Un uomo gay è stato giustiziato in Iran con l’accusa di “sodomia”. A darne notizia la Human Rights Activists News Agency (HRANA), secondo cui 10 detenuti sarebbero stati giustiziati nella prigione di Rajai Shahr, nella città settentrionale di Karaj, il 29 giugno.
Tra di loro c’era anche Iman Safari-rad, condannato a morte perché gay. Iman è stato ucciso insieme a Mehdi Khalgoldi, accusato di “stupro”. Una condanna, quest’ultima, spesso usata come pretesto per giustiziare liberamente le persone omosessuali, secondo un rapporto del Dipartimento di Stato degli Stati Uniti.
In Iran le persone LGBTQ+ sono continuamente sottoposte a violenza. L’attività sessuale tra persone dello stesso sesso è severamente vietata dal codice penale della repubblica, con pena capitale. Peter Tatchell, attivista LGBTQ+ britannico, ha dichiarato al Jerusalem Post: “Ancora una volta un altro uomo è stato giustiziato con l’accusa di sodomia, che potrebbe aver commesso o meno, con o senza consenso. Quello che è certo è che quest’uomo quasi certamente non ha ricevuto un processo equo sotto il sistema giudiziario iraniano notoriamente prevenuto. Agli imputati viene regolarmente negato l’accesso ad avvocati e testimoni della difesa”.
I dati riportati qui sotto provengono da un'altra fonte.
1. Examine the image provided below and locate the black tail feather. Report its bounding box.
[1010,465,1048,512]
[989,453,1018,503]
Tatchell ha ricordato come il sistema giudiziario iraniano possa processare i gay con udienze affrettate, con un avvocato a difesa degli imputati solo a pochi minuti dall’inizio del processo. Da decenni in Iran coloro che vengono accusati e condannati per attività omosessuali sono decapitati, lapidati, gettati da un dirupo e/o amputati. Un uomo che bacia semplicemente un altro uomo deve pagare con 31/74 frustate.
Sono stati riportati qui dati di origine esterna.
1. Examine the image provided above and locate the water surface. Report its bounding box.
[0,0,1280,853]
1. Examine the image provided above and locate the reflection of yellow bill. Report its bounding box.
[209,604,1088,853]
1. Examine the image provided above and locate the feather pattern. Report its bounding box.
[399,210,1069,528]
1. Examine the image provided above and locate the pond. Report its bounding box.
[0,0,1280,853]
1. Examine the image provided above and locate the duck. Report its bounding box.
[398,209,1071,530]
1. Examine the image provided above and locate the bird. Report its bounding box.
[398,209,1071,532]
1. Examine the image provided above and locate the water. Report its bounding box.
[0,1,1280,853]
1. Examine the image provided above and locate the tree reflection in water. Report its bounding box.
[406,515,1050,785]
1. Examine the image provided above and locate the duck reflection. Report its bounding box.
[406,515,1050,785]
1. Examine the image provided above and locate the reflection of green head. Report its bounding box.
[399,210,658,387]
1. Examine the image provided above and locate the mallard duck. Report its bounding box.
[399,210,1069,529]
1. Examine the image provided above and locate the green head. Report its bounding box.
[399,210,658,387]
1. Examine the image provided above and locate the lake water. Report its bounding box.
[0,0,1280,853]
Il rapporto statistico più recente dello Human Rights Activists in Iran (HRA) afferma che tra il 1 gennaio 2021 e il 20 dicembre 2021 almeno 299 cittadini, tra cui quattro minorenni, sono stati giustiziati. Nello stesso periodo sono stati condannati a morte 85 cittadini. Le autorità giudiziarie iraniane non annunciano pubblicamente oltre l’88% delle esecuzioni. Queste esecuzioni mai confermate sono conosciute come “esecuzioni segrete” dalle organizzazioni per i diritti umani.